My version of imposter syndrome is worrying I'm actually an expert beginner. How can one ever really know? I have some risk factors: I've been in a small team at the same company for over a decade, I have some pretty strong opinions about the way things should be done (at least for the kinds of projects I work on), and I dislike and avoid most of popular frameworks out there (not because they're popular, but because they aren't aligned with my development philosophies). On paper that sure looks like I'm high-risk for Expert Beginnerism. Is there some test we can take to know?
How can you know? you can't really. About the best you can do is work with as many people on as many things as possible, in the hopes you come across people very skilled in things you are not, and open up new aspects to your job for you to learn.
Consider that fundamentally, even the best person in the world at a given thing may be stuck on a plateau. It does happen occasionally, see female shotputters all starting to cartwheel in 2006 before it became banned. It was legal at any point in time before that, but nobody did, even though each person becoming proficient often quickly broke their personal bests.

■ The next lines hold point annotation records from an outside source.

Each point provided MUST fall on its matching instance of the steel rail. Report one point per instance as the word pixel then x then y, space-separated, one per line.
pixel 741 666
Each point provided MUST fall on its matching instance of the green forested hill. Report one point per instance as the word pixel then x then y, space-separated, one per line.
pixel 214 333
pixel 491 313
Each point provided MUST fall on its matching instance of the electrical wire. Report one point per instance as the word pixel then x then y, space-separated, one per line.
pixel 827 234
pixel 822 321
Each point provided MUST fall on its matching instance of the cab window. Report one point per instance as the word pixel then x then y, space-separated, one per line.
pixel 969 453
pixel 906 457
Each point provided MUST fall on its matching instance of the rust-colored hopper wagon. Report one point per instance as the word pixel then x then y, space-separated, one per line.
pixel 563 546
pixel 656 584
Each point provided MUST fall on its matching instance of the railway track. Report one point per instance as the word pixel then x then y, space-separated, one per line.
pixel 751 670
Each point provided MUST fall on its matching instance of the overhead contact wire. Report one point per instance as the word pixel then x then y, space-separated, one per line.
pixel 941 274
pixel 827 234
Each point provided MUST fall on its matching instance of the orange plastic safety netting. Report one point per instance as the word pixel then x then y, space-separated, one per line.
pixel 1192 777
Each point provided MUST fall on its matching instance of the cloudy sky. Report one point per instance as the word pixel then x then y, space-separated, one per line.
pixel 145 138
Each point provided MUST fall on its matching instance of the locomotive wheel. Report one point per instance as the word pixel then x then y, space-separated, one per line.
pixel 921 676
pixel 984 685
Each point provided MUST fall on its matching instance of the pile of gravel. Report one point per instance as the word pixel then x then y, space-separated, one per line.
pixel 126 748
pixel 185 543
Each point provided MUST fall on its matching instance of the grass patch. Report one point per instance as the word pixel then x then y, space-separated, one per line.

Well according to the article, if you're an Expert Beginner you might just end up with a checks notes... well-paying stable job and lofty title. Oh no!
No I'm just saying you did the analysis and read the article, so you should trust whatever conclusion you've come to. There is a follow up to that article I believe, which talks about how to get out of the Expert Beginner tangent.
I think hubris is unwanted. An accurate appraisal of someone else is hard if you cannot even appraise yourself. And nobody likes posturing.
Conways law helps here. Every interaction between two engineers is a unique numbered permutation. That can either have positive value or negative value based on each skill level. Even if one is a beginner and one is an expert.
I have a great deal of respect for people who ship lasting software, even if other people criticize their solutions.
I have a great deal of respect for people who write entire systems, even if other people criticise their code or nitpick it or want to rewrite it.
I have a great deal of respect for people who can do the entire thing by themselves.
How many silent engineers are holding the world together but don't talk and share their knowledge and skills? They don't have GitHub profiles. How do you evaluate their skill?
If other people were to evaluate my work and that be used as the benchmark to evaluate my skill and help me get jobs based on other people's perspectives of me as a developer.
Organisations want perfect candidates who are good at everything. (T shape individuals)
Given how fast the industry has grown, you'll get a big mix of talent in a software engineering department.
Bring someone in from another company and they could level the place with criticism that "they did it wrong".
The whole hubris thing gives me negative feelings.
I feel like I get stuck on expert beginner in most things. There arent many things I've gotten to Competent, if at all. Maybe low self esteem playing into it but I think my gut feeling is accurate on this.